三島文学……。
そう呼ばれるほど日本の近代文学を語る上で重要な人物。
中でも名作に上げられる「金閣寺」を読んでみました。
(おそらく高校生なんかの読書感想文用の推薦本の1冊だったするのでしょうね、
今でも)
今回はそんな名作文学について。
[0回]
実際に昭和25年の夏に起こった、京都の金閣寺放火事件を題材にして、
其の6年後に発表された小説です。
かといって、小説なので決してルポのような実際の事件を追った形式のものでは無く、
金閣寺放火事件を借りて、三島由紀夫が自分の主義主張を語ったものだということは、
想像に難くないと思います。
此の小説は、終戦後間も無く起こった象徴的な事件に場を借りた、30歳に成る
三島由紀夫の青春の総決算のようなものでしょうか。
(かといって、此の場で三島由紀夫文学論を語るつもりは有りません)
体が弱く吃(ども)りというコンプレックスを抱えた若い学僧が、様々な事に
悩み、考え、経験し、また悩む。
其の悩みは家族の事で有ったり、自分自身の事で有ったり、またもっと大きく世間に
対しての悩みで有ったり、もっと抽象的な道徳倫理みたいな悩みで有ったりする。
こういった悩みの一つ一つは、それぞれ誰もが抱える悩みと同じだろう。
内容は違えど、日頃から、多くの人が考えている事だ。
誰だって、自分という人生の主人公のようなもので、悩み苦しみ、悦び楽しみ、
生きている。
其れが歪んだ方向へ向かえば、こういった事件に至る場合だって在る。
誰だって、誰かを、何かを傷付ける可能性は持っているのだ。
でも、先がどう成るのか、どう成っているのかなんて、誰にも分からない。
分からないから、怯える。
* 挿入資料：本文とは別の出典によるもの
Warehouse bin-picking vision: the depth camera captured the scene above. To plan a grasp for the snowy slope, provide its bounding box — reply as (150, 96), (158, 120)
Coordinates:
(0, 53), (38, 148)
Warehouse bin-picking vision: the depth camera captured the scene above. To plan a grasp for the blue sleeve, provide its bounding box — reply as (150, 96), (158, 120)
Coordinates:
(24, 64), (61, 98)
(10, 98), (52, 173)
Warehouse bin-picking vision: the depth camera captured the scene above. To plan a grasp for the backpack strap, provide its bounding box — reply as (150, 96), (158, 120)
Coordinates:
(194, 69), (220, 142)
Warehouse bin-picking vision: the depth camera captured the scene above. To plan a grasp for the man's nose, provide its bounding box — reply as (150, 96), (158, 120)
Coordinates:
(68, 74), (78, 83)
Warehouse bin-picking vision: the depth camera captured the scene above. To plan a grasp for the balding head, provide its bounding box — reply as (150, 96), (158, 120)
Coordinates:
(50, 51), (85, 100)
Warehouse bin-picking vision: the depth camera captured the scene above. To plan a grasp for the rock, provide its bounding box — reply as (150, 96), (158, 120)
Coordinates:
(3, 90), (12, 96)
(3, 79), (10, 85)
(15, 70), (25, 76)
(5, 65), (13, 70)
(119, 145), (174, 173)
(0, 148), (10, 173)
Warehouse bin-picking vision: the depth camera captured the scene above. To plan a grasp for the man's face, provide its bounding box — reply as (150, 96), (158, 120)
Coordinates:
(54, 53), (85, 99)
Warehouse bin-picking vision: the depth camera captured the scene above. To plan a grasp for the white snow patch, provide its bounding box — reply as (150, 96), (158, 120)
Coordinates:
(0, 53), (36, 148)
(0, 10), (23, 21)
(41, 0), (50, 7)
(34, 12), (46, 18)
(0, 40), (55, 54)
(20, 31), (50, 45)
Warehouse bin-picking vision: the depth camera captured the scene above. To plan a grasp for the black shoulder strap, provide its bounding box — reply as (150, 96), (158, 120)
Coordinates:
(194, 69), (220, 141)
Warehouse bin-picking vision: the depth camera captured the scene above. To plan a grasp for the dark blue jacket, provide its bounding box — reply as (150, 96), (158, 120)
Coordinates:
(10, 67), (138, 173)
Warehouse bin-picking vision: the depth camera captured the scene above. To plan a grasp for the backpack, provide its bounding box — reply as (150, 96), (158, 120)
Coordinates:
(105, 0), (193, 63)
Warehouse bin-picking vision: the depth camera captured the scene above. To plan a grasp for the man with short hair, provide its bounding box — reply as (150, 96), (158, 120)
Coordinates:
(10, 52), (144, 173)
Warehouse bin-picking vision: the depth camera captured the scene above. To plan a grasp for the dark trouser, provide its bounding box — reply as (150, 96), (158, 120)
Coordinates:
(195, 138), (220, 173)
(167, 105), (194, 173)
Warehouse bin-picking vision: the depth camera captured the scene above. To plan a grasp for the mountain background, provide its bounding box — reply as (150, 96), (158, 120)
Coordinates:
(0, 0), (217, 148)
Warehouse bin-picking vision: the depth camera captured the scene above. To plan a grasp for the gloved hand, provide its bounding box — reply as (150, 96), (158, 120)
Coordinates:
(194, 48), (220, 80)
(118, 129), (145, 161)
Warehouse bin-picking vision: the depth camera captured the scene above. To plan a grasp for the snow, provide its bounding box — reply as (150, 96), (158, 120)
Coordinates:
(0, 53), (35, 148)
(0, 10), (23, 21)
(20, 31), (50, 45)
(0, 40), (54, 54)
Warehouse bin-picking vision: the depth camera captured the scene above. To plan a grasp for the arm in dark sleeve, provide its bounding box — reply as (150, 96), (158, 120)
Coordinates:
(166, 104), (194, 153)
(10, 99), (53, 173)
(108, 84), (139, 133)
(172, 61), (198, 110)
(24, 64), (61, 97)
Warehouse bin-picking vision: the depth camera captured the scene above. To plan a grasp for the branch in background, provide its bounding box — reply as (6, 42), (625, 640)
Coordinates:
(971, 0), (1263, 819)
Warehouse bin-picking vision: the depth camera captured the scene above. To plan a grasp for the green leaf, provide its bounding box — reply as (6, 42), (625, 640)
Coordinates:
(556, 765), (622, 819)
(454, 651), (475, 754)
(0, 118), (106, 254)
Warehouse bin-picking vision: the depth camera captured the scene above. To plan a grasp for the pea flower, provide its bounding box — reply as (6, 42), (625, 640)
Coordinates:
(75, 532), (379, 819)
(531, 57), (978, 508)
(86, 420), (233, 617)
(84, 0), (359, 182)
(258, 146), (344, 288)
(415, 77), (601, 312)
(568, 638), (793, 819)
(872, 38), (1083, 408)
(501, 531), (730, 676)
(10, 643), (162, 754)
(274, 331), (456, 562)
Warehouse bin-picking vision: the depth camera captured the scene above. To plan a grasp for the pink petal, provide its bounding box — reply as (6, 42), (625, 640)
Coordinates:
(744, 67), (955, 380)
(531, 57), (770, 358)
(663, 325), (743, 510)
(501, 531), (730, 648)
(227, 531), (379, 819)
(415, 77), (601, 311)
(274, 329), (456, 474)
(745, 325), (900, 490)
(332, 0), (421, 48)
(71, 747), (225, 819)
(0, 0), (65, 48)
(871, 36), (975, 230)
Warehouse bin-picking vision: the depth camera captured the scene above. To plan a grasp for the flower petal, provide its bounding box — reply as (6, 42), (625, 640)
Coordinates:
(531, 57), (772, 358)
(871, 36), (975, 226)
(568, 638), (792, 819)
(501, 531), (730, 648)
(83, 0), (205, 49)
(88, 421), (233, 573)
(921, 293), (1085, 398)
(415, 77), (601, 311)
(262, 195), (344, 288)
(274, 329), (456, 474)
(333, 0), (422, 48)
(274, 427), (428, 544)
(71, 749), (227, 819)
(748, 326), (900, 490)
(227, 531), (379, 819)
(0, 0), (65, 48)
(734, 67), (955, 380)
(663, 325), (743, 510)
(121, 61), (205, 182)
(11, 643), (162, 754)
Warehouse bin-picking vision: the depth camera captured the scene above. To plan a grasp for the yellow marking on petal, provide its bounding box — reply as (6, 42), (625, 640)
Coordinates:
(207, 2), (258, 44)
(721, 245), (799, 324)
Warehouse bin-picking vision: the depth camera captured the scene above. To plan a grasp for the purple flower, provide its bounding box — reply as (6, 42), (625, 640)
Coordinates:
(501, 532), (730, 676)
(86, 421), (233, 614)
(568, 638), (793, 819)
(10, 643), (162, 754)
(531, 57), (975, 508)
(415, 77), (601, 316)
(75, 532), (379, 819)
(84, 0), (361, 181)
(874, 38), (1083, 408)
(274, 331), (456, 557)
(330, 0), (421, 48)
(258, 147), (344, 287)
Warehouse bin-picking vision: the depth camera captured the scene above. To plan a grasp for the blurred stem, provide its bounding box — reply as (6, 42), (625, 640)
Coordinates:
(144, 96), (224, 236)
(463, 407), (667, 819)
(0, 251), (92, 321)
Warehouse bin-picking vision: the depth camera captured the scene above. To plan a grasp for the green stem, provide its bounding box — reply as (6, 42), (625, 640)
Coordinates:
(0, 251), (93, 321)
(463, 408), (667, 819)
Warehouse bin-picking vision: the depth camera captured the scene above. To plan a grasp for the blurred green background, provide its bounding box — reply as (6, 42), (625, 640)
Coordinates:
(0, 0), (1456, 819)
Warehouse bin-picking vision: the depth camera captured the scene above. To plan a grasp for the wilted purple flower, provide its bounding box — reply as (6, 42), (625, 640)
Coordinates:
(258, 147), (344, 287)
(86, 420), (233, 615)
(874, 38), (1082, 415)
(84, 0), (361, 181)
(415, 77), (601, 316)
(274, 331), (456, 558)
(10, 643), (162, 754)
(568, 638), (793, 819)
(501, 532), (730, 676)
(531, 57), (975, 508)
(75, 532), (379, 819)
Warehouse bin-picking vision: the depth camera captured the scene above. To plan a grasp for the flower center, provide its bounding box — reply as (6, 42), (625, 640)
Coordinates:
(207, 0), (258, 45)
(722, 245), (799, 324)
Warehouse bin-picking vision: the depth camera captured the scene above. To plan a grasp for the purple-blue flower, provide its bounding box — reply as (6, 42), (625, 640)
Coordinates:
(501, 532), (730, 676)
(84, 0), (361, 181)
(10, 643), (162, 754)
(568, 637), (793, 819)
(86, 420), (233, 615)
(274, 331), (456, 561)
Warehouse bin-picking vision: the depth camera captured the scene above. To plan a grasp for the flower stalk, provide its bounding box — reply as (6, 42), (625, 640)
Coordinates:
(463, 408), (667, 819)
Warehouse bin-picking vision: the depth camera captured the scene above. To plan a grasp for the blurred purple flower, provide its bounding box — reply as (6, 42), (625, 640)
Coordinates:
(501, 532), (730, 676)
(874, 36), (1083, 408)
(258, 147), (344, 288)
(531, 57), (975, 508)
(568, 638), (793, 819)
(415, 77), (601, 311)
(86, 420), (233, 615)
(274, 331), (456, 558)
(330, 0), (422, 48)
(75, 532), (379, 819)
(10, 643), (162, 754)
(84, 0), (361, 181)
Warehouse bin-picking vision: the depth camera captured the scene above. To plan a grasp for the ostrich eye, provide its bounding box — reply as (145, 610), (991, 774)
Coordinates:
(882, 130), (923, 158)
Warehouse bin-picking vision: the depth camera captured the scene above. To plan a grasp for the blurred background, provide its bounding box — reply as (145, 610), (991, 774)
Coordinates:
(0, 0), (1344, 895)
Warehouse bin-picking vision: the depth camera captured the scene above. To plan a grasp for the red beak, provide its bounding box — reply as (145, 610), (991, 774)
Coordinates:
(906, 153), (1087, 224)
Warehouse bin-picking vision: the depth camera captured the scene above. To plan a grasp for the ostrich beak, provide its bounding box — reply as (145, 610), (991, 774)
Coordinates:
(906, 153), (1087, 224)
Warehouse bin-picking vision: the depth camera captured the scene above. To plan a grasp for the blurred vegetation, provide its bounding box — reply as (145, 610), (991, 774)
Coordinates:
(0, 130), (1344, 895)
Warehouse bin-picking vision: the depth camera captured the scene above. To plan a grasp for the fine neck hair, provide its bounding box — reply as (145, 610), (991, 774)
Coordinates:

不安に為る。
最初に読み終えた時は、
「ああ、これは若い男性の初めての性体験のようなものだな」
と思っていた。
幻想を抱き、其の幻想に辿り着くと、結局「ああ何だ。こんなものか」と
思ってしまう。
けれど、其れって、性体験だけで無く、何についても言えるものかも知れない。
それこそ、人生そのものについてすらも。
結局、金閣を燃やしたところで、何も変わらない。
其れは只幻想を燃やしたに過ぎないのだ。
そう。
青春とは、幻想そのものの別名なのであろう。